Исходным пунктом для мысли Элиаса была постановка под вопрос самого противопоставления личности и общества (равно как и многих других традиционных дихотомий, на которых основывалось и основывается социологическое мышление), поэтому тезис социологического реализма о том, что общество (будучи формой бытия sui generis
) «создает» своих членов, не был в его глазах ничем лучше, чем противоположный номиналистический тезис о том, что это именно индивиды «создают» общество, руководствуясь своими чисто индивидуальными импульсами и потребностями. По мнению Элиаса, принципиальная ошибка заключается в самой постановке вопроса, поскольку ни общество не может быть «первично» в отношении к личности, ни наоборот[659]. Трактуемые таким образом «общество» и «индивид» оказываются бесполезными и даже вредными абстракциями. «Я» и «мы» неразлучно связаны между собой, причем природа их связи изменчива, а познание этой природы требует конкретного исторического анализа[660], которым вообще пренебрегают социологи.Критика Элиаса (во всяком случае, это так выглядит) метила прежде всего в социологический номинализм, в представление о человеке как об эгоцентричном и абсолютно автономном индивиде, то есть как о homo clausus
[661], если взять наиболее часто используемое автором определение. Несогласие с таким представлением о человеке подтолкнуло молодого Элиаса к бунту против антропологии Канта; в нем же имела свой исток и позднее им многократно возобновляемая критика европейской философской традиции от Декарта до Гуссерля и Поппера за помещение в центр Вселенной одинокого мыслящего субъекта. Критика эта касалась также как того, что этот субъект рассматривался вне какой-либо сети общественных отношений, так и того, что он понимался здесь прежде всего как субъект мыслящий, а не чувствующий и действующий одновременно.Для нас здесь самым важным является то, что именно это несогласие в значительной мере определило критическое отношение Элиаса к близким ему, впрочем, социологической и психологической традициям, например к Максу Веберу, с одной стороны, и к Фрейду, с другой.

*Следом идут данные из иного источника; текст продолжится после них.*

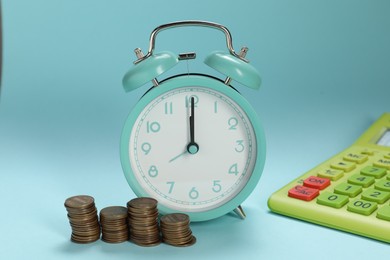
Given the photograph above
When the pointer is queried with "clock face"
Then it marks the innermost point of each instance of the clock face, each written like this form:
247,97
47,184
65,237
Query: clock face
193,166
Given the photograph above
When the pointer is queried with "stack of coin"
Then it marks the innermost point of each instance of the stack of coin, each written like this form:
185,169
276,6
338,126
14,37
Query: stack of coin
143,223
83,219
114,224
175,230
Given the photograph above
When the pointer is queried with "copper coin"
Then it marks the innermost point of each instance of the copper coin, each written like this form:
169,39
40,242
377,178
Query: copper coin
80,201
113,212
145,203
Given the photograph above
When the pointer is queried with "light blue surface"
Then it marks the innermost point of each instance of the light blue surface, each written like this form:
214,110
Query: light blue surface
325,70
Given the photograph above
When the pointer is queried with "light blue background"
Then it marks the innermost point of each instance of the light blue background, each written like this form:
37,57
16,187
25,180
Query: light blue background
325,68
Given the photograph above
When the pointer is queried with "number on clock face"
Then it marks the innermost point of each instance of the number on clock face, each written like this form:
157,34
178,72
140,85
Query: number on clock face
181,179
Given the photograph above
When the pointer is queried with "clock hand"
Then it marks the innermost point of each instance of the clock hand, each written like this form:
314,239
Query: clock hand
192,147
178,156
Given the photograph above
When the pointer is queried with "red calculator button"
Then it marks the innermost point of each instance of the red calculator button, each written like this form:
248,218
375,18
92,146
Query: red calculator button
316,182
303,193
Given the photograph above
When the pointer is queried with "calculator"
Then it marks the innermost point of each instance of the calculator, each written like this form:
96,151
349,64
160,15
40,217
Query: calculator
348,192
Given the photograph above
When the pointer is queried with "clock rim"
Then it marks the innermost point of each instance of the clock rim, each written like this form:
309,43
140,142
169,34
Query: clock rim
216,85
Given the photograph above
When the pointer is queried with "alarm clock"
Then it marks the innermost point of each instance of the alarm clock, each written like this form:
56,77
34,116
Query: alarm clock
193,142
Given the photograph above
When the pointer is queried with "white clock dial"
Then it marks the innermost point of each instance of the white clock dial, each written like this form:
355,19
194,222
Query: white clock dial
192,180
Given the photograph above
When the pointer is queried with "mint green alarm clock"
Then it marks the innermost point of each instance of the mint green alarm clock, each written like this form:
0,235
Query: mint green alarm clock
193,142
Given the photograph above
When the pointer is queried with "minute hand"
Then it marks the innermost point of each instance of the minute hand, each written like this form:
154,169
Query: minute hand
192,147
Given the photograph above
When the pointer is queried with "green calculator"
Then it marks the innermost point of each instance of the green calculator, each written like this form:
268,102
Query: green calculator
349,192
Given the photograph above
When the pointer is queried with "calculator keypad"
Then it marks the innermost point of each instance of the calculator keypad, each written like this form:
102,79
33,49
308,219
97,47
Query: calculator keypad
362,191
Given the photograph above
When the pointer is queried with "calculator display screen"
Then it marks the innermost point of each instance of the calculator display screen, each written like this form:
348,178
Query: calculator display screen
385,139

Теорию Вебера Элиас называл «атомистической», упрекая ее в том, что она представляет «‹…› отношения между индивидом и обществом так, как будто индивид с самого начала существовал как абсолютно автономная и независимая от социума форма бытия, то есть от других индивидов, и так, словно бы он вступает в отношения с ними лишь во вторую очередь и a posteriori
»[662]. Для позиции Элиаса была характерна и критика веберовской концепции социального действия, в соответствии с которой действия эти, сознательно ориентированные ex definitione на других людей, должны составлять обособленный класс человеческих действий, которые как таковые в целом могут вовсе и не быть социальными. Как известно, Вебер в качестве примера несоциального действия приводил действие человека, открывающего зонтик во время дождя, что было, по его мнению, реакцией изолированных индивидов на явление природы[663]. Элиас отвечал на это, что открывающие зонтики люди делают это, «будучи членами общества, в котором принято беречься от дождя при помощи зонтика»[664]. То же самое можно сказать и обо всех других человеческих действиях, обо всем, что делают и думают люди, вне зависимости от того, входит ли в их намерение обращение к другим членам общества и воздействие на них.Выражение «социальное действие» – это, по сути, плеоназм. Анализируя изменения обычаев в цивилизации Запада, Элиас показывал в деталях, что даже самые интимные действия, например удовлетворение физиологических потребностей, имеют весьма социальный характер. Можно даже сказать, что именно этот тип действий он анализировал наиболее охотно, исходя, вероятно, из предположения, что их общественный характер менее всего очевиден. По мнению ученого, индивид нигде и никогда не пребывает в одиночестве и во всем своем поведении непрерывно остается зависим от других, от того или иного «мы».
Важно при этом заметить, что Элиас предпочитал говорить о зависимости от других людей
, чем о зависимости от «общества», поскольку эта вторая формула могла бы быть понята так, что речь идет о какой-то особой реальности, внешней по отношению к индивидам. Не соглашаясь с Вебером, он не соглашался также и с Дюркгеймом, хотя и разделял его убеждение о вездесущности влияния социальных условий на каждую сферу человеческой жизни. Однако в его глазах «изменяющиеся „обстоятельства“ не есть нечто, привнесенное „извне“, поскольку эти „обстоятельства“ есть не что иное, как сами отношения между людьми»[665].